The prosecution investigators discovered that during the weeks when police were interrogating Bloom and Drikman, both were allowed to leave jail, smoke crack cocaine and have sex with prostitutes in return for implicating Ranta.
Drikman and his girlfriend recanted their accounts that implicated Bloom and Ranta. Bloom had since died.
Ranta’s lawyer, armed with the new evidence, filed a motion to vacate Ranta’s conviction. The motion was not opposed by Kings County District Attorney Charles Hynes, who was the District Attorney when Ranta was arrested 23 years earlier.
On March 21, 2013, Ranta was flown from his prison to a Brooklyn courtroom where his convictions were vacated and the charges were dismissed. He was then released.
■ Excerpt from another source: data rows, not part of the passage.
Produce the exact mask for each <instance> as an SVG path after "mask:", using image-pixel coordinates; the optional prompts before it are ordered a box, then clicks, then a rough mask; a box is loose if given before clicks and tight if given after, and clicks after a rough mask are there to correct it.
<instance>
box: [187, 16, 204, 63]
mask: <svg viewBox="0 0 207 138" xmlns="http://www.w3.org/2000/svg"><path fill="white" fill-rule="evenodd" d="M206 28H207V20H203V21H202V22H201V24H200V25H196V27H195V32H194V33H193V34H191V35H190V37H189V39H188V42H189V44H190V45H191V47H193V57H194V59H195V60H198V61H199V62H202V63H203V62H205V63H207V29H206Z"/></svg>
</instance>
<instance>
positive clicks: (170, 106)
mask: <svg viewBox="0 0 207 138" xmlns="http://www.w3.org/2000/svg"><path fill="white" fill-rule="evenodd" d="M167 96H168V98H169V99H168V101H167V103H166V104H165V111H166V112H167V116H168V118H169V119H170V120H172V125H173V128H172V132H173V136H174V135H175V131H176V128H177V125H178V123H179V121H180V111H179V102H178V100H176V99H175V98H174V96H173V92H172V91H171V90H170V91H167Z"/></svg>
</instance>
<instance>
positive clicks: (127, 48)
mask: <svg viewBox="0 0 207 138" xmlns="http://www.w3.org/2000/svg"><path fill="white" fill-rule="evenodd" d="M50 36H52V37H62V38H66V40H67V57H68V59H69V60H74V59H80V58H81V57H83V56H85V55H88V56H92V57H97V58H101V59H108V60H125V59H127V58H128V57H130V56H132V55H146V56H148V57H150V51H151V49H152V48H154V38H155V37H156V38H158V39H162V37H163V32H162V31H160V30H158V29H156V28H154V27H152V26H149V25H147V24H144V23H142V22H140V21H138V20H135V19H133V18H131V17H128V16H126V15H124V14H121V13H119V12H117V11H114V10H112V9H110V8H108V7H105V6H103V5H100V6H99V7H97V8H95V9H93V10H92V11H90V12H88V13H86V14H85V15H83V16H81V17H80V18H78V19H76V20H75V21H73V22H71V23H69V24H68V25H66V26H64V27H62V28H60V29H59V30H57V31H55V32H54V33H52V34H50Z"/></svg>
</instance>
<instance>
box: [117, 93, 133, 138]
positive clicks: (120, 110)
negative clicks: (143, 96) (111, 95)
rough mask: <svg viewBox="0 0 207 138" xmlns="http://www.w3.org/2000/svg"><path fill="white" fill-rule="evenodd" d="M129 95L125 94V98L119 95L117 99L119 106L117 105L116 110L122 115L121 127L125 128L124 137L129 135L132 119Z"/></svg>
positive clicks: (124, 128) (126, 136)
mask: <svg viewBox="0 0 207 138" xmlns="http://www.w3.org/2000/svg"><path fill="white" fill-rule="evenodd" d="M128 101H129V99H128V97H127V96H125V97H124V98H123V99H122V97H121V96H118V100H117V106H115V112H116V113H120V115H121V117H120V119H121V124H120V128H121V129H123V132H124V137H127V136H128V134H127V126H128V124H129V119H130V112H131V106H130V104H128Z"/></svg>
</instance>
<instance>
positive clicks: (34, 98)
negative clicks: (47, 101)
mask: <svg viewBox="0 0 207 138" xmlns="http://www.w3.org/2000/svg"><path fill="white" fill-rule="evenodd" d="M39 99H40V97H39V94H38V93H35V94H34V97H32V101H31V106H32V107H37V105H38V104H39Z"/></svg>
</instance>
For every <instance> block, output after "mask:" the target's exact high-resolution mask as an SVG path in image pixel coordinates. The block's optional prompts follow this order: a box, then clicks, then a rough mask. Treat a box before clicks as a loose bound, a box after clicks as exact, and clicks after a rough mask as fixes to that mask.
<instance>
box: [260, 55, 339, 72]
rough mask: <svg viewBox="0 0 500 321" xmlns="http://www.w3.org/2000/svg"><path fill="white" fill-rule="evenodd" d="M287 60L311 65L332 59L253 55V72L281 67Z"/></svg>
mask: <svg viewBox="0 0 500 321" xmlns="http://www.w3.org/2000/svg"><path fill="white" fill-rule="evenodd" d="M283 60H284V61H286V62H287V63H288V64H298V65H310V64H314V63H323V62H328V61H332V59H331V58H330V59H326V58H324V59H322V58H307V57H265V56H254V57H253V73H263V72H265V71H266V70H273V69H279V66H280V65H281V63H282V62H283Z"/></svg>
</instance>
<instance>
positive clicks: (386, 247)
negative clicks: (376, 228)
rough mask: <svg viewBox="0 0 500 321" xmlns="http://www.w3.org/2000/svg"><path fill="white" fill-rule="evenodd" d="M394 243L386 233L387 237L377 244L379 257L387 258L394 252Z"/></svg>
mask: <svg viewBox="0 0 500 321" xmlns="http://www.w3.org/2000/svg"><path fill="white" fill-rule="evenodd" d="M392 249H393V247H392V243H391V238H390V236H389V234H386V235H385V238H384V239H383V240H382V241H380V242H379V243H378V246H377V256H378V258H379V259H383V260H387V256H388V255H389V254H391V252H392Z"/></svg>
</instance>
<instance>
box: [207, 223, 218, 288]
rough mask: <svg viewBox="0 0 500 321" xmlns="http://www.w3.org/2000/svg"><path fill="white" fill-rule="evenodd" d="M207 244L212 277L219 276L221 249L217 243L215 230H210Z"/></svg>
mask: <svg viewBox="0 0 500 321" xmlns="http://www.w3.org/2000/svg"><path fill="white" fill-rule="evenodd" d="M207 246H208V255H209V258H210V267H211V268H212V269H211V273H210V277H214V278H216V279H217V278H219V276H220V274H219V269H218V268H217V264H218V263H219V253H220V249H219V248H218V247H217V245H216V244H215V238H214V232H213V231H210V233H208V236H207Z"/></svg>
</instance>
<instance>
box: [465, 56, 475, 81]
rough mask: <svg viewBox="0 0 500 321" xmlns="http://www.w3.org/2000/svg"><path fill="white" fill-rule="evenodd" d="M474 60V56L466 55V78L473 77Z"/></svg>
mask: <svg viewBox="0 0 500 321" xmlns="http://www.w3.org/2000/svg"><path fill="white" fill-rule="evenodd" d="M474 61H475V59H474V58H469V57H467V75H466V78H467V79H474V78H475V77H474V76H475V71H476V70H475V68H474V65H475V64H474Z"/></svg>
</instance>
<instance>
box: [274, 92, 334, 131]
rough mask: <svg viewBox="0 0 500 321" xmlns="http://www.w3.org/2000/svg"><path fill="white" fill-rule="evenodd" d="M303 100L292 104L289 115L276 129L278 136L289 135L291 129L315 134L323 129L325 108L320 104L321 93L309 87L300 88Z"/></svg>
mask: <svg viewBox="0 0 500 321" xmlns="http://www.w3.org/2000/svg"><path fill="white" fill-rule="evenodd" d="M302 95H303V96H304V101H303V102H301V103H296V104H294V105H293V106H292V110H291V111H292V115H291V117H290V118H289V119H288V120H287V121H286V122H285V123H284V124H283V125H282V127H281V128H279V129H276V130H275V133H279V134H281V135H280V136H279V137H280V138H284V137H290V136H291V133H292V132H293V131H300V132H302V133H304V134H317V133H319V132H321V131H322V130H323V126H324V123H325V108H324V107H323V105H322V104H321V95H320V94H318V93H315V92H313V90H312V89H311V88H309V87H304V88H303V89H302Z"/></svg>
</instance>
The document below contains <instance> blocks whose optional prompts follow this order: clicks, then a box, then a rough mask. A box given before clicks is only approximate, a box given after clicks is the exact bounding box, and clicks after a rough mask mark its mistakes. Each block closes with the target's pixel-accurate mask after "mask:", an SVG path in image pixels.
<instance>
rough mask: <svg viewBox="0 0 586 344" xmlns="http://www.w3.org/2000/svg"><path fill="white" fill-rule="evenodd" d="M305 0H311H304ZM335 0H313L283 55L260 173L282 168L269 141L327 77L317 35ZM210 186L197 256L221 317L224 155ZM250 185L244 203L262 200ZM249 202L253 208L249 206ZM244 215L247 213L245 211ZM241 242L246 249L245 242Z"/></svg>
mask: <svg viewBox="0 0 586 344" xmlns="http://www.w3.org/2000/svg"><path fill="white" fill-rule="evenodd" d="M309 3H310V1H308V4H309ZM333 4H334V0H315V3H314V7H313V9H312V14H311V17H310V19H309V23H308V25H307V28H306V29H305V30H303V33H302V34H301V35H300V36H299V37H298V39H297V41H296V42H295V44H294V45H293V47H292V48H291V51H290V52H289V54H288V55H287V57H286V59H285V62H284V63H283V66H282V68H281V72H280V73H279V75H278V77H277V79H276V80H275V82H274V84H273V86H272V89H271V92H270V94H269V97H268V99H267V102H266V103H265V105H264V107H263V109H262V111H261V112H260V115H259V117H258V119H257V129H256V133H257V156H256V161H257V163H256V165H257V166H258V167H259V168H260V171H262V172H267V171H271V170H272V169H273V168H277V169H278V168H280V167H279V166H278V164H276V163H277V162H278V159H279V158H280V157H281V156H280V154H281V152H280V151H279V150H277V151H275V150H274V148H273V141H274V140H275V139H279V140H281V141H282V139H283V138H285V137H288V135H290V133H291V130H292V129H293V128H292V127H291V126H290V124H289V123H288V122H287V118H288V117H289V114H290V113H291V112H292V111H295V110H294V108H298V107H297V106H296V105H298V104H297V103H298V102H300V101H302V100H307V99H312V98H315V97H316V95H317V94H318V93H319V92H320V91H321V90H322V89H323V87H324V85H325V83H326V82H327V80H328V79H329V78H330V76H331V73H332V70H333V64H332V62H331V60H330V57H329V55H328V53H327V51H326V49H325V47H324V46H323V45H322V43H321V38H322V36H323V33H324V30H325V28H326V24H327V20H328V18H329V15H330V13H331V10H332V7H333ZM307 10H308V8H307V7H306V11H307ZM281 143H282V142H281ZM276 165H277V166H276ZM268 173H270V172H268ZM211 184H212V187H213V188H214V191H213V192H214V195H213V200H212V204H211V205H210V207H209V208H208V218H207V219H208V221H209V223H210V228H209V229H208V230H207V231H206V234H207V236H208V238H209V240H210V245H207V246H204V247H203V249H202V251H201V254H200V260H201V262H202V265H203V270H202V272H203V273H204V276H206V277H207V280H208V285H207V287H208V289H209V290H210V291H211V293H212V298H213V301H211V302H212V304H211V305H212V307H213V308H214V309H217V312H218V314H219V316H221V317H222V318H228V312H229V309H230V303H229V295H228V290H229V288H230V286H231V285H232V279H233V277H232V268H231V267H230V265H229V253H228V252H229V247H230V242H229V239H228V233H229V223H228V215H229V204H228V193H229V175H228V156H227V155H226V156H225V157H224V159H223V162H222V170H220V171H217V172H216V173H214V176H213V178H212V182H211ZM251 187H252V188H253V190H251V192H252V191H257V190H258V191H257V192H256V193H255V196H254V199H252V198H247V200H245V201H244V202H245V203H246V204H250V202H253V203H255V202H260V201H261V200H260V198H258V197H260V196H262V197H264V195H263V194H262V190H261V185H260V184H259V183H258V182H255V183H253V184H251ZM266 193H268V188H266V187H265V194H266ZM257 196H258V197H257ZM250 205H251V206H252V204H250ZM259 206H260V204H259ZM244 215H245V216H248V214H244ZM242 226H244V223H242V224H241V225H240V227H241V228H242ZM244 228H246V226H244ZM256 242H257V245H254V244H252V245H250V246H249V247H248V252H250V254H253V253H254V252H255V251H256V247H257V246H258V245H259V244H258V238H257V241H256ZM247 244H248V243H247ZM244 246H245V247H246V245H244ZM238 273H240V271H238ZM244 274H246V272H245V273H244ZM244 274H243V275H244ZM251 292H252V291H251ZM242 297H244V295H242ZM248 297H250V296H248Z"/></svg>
In May 2013, Ranta filed a $150 million wrongful conviction claim against the city of New York. In February 2014, the city settled the claim for $6.4 million. He also received $2 million in compensation from the New York Court of Claims.
A few months after Ranta was released, The New York Times published an article accusing Scarcella, who retired in 1999, of misconduct in many investigations: fabricating evidence, coercing witnesses and concealing evidence of defendants’ innocence. The article reported that one witness, Teresa Gomez, a crack addict, had somehow testified as an eyewitness in six separate murder cases. The report prompted the Brooklyn Conviction Integrity Unit to begin to re-investigate 57 cases in which Scarcella was involved.
On May 6, 2014, Kings County District Attorney Ken Thompson, who defeated Hynes in his bid for re-election in the fall of 2013, announced that as a result of the Integrity Unit’s investigation, the murder convictions of Darryl Austin, Alvena Jennette and Robert Hill should be vacated and the charges dismissed.
“Based on a comprehensive review of these cases, it is clear that testimony from the same problematic witness undermined the integrity of these convictions, and resulted in an unfair trial for each of these defendants,” Thompson said in a statement.
As of April 2024, 17 individuals had been exonerated based in part on misconduct by Scarcella.